Consider the example of a factory maintenance worker who is intimately familiar with the mechanics of the shop floor but isn’t particularly digitally savvy. The worker might struggle to consume information from a computer dashboard, let alone analyze the findings to take a particular action.
The scenario looks a lot different with generative AI. “What if that worker is able to talk to the system [through generative AI] and get the information instead of figuring out charts and metrics,” said Manoj Kothiyal, a partner at Boston Consulting Group and the tech lead for the company’s digital in AI manufacturing platform. “Now we can augment a lot of these AI and machine learning models with generative AI, and that can make adoption faster and change management easier.”
Generative AI and other advances can accelerate the use of AI for a number of manufacturing use cases, including the following:
Continuous operations, such as helping plant floor personnel quickly identify a particular machine that is operating outside of its preferred boundaries. This would allow for real-time adjustments to prevent downtime or quality issues.
A maintenance companion, which helps shop floor personnel with maintenance tasks by digitizing paper instruction manuals and using AI to provide step-by-step, real-time instructions based on the problem at hand.
Defect detection and inspection. This means augmenting or, in some cases, replacing human inspectors with AI-enabled visual inspection. This increases accuracy and shortens the time for inspections, reducing recalls and rework and resulting in significant cost savings.
Eliminating repetitive tasks and processes to increase worker productivity.
Getting started with AI in manufacturing
It’s one thing to understand the potential value AI can have in manufacturing; it’s another to actually implement it. Experts offer the following advice:
Focus on data. Compared with high-value AI initiatives in other industries, manufacturing use cases tend to be more individualized, with lower returns, and thus are more difficult to fund and execute.
An alternative to a custom-built AI solution is a data-centric vertical AI platform, which can facilitate specific use cases. For example, an automated anomaly detection tool could replace or augment human workers who are tasked with quality control.

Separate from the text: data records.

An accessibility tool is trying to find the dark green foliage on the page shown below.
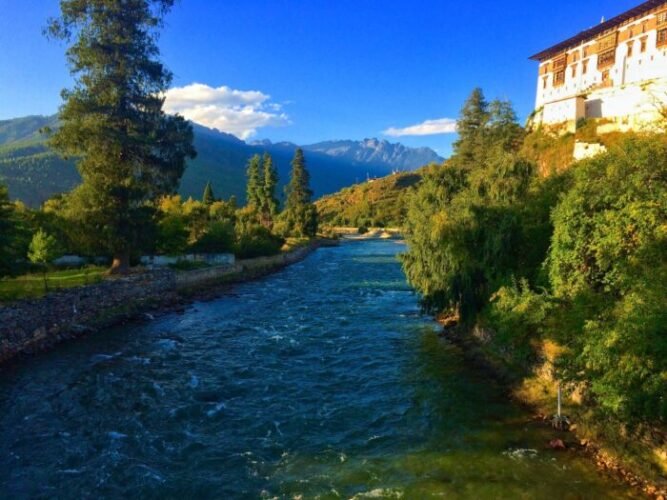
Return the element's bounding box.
[155,214,190,255]
[246,155,263,210]
[0,184,18,276]
[235,207,285,259]
[282,148,318,237]
[403,89,534,320]
[0,117,418,207]
[403,88,667,424]
[260,153,278,229]
[201,182,215,205]
[548,137,667,421]
[49,0,195,272]
[315,169,424,227]
[193,220,236,253]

“Instead of focusing on coding the right algorithm, data-centric AI is a systematic effort to get good data to train AI systems,” Kai Yang, vice president of product at Landing AI, said at the recent EmTech Digital conference hosted by MIT Technology Review. “This lets users who have solid domain knowledge prepare good data sets for the AI model to be trained on without having deep machine learning knowledge.”
Prepare for organizational change. Though there’s been a lot of talk about AI taking over humans’ jobs, widespread use of AI will create the need for new roles and operating models. If companies are going to rely on AI-generated insights, there will need to be a human layer that systematically governs data quality and automation results. “We are going to have to do a lot of organizational redesigning,” Kothiyal said.
Start with experimentation, keeping an eye toward ROI. It’s still early days, but things are moving quickly. Manufacturers should start applying generative AI or other technologies to targeted initiatives to learn, develop skills, and secure early wins that can be used to build organizational momentum and gain buy-in. “It’s about bringing knowledge into the organization about how to use and implement AI,” MIT Sloan professor said at the MIMO Symposium.
At the same time, AI initiatives have to be more than just a learning exercise. “Ultimately, it’s about making money,” Kothiyal said. “If you can showcase the ROI, you get the budget, and that’s when you can start doing something more experimental and higher risk.”